This is dumbass hardware-manufacturer thinking of "We saved 5c! Yay!" Of course, now every customer paying thousands is pissed and doesn't trust the vendor.
This is also why the TVs go obsolete in a matter of months, because the manufacturers are putting out a firehose of crap that rots on the shelves in months.
Apple TV hasn't had a refresh in years and people are still buying it at full retail price.
I do. Not. Trust. TV vendors. None of them. I trust Apple. I will spend thousands more with Apple on phones, laptops, speakers, or whatever they will make because of precisely this self-defeating decisions from traditional hardware vendors.
I really want to grab one of these CEOs by the lapels and scream in their face for a little while: "JUST COPY APPLE!"
This is the result of Apple being vertically integrated and reusing components from other product lines in products like Apple TV. The SoC used in the Apple TV are from lower-tier bins of chips produced for mobile applications.
With the Apple TV, you are getting a SoC that is effectively the same as a recent-year iPhone. With most other Smart TV devices you are getting a low computational power SoC, Raspberry Pi tier, with processing blocks that are optimized for the video playback and visual processing use cases.
Apple also does this with the iPhone where the non-flagship variants will reuse components or designs from prior years.
Television/Smart TV manufacturer margins are in the single-digit percentages and the Samsung and LG tv businesses are significantly threatened since their high-volume products have been commoditized from Chinese producer competition. Most potential customers are shopping based on screen size per dollar, versus specs like peak luminance and contrast ratios. Flagship TV products like "The Wall" are low-volume halo products. Lifestyle products like "The Frame" exist because they are able to differentiate to certain segments of customers that place enough value the packaging aesthetics to buy a higher priced product with better margins for the manufacturers.
Most other hardware device manufacturers are jealous of Apple's margins. Nvidia would probably be one of the few exceptions.

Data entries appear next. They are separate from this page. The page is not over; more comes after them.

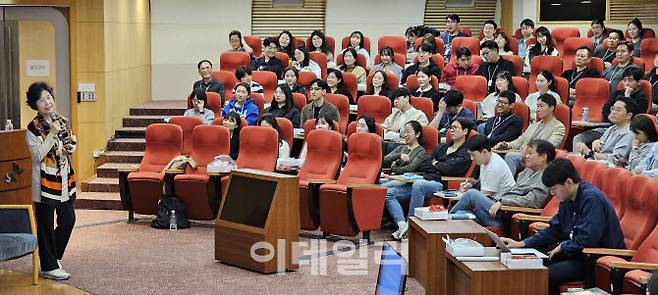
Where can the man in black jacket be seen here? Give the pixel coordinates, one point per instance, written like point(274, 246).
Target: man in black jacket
point(506, 126)
point(492, 64)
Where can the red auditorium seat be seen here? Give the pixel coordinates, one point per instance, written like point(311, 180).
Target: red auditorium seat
point(199, 192)
point(141, 190)
point(231, 60)
point(324, 153)
point(376, 106)
point(473, 87)
point(353, 203)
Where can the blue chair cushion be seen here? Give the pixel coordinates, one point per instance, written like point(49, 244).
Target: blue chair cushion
point(16, 245)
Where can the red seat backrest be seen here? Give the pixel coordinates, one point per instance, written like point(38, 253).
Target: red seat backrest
point(268, 80)
point(474, 87)
point(592, 93)
point(376, 106)
point(398, 43)
point(259, 148)
point(231, 60)
point(324, 153)
point(187, 123)
point(285, 126)
point(343, 105)
point(163, 143)
point(364, 159)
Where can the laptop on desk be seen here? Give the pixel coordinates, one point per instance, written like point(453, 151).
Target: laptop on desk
point(392, 278)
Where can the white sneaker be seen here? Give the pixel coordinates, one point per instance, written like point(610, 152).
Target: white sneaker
point(56, 274)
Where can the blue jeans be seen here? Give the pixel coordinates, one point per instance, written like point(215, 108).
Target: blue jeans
point(414, 193)
point(476, 202)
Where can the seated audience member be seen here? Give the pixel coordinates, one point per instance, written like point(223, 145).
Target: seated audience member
point(451, 32)
point(527, 27)
point(406, 157)
point(488, 30)
point(450, 108)
point(634, 31)
point(318, 106)
point(425, 88)
point(357, 41)
point(268, 120)
point(460, 67)
point(290, 78)
point(581, 70)
point(492, 64)
point(544, 46)
point(583, 207)
point(337, 85)
point(388, 64)
point(445, 160)
point(494, 175)
point(547, 128)
point(283, 105)
point(199, 102)
point(608, 55)
point(503, 83)
point(615, 74)
point(599, 33)
point(645, 137)
point(244, 76)
point(233, 123)
point(237, 43)
point(268, 62)
point(403, 112)
point(505, 126)
point(527, 192)
point(615, 143)
point(351, 65)
point(319, 44)
point(503, 44)
point(424, 61)
point(285, 44)
point(545, 85)
point(302, 62)
point(379, 85)
point(242, 104)
point(207, 83)
point(652, 77)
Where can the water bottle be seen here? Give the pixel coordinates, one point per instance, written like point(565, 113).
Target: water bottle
point(585, 114)
point(172, 221)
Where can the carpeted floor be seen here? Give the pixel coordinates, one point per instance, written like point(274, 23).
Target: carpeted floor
point(106, 255)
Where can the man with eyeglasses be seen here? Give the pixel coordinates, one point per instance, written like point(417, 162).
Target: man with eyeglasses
point(505, 126)
point(492, 64)
point(318, 105)
point(615, 143)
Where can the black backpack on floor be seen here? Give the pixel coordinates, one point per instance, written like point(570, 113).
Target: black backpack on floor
point(163, 209)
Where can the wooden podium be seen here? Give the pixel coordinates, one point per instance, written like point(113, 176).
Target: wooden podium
point(15, 169)
point(257, 226)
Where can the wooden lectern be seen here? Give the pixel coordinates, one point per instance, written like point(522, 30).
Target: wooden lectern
point(257, 226)
point(15, 169)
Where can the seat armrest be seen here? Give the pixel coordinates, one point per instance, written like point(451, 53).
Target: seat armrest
point(607, 251)
point(521, 209)
point(634, 265)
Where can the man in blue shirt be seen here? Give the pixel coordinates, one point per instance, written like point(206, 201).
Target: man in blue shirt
point(585, 219)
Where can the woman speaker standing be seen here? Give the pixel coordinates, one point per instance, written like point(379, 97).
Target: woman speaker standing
point(51, 145)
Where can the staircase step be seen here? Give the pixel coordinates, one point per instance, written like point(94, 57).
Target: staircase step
point(126, 144)
point(104, 185)
point(98, 201)
point(160, 107)
point(124, 156)
point(142, 121)
point(109, 170)
point(130, 132)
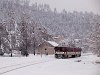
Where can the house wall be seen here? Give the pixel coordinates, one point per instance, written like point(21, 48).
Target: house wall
point(45, 48)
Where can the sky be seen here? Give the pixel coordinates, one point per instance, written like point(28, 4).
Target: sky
point(72, 5)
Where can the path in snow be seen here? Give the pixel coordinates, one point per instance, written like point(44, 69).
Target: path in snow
point(86, 66)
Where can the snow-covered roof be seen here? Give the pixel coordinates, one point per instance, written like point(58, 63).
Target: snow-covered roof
point(53, 43)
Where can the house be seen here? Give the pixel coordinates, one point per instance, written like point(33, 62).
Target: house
point(47, 47)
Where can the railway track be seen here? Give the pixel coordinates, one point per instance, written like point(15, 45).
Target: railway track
point(10, 68)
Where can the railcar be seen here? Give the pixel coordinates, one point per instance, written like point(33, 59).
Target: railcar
point(67, 52)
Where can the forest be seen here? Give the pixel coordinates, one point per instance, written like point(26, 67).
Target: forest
point(24, 26)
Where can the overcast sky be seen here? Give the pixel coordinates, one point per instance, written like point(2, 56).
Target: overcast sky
point(70, 5)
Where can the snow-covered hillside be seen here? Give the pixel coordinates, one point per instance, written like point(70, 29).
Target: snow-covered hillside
point(48, 65)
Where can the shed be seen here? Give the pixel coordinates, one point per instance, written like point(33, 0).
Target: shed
point(47, 47)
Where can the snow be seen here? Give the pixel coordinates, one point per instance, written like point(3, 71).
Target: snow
point(48, 65)
point(53, 43)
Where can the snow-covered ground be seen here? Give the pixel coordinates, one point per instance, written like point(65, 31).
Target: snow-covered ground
point(48, 65)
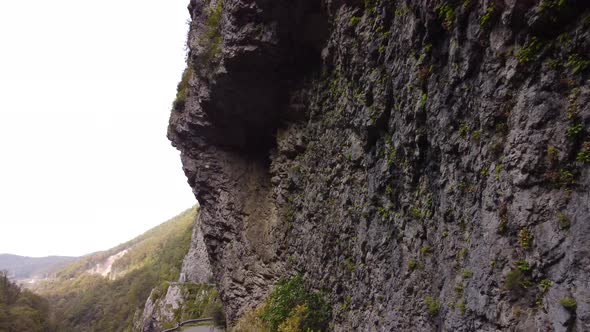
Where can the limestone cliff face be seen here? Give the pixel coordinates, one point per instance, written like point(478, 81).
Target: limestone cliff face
point(423, 163)
point(164, 308)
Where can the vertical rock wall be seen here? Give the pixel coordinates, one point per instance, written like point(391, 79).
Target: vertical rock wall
point(423, 163)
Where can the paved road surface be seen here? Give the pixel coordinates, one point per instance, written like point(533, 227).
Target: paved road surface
point(201, 329)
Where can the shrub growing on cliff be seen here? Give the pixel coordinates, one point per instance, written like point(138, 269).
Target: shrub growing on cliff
point(182, 90)
point(211, 38)
point(291, 302)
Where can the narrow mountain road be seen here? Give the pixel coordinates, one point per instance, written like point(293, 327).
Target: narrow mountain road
point(209, 328)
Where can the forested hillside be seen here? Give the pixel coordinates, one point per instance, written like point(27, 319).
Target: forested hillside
point(21, 310)
point(83, 301)
point(23, 268)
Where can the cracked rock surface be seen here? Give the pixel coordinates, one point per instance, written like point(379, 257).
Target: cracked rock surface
point(394, 153)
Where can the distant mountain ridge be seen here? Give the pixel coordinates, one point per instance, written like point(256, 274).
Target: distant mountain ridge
point(23, 268)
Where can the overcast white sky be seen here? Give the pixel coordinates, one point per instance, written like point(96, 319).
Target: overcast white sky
point(85, 94)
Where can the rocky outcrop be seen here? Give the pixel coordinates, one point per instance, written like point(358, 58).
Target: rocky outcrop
point(423, 163)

Thin margins on commodity tier products drive these manufacturers to cut their BOM costs as much as possible, even if it makes the product worse in other ways. This is also the big driver for why ads are appearing as part of the Smart TV experience at the device/screen level. Vizio for example shared that they made more money from their ACR business than they did from the device sales themselves. There are companies with business models based around giving you the screen for "free" in exchange for permanent ad-space. Even adjacent products and companies like Roku have business models where they are selling their hardware at near break-even cost points because their business model is built around 'services' from having a large user audience.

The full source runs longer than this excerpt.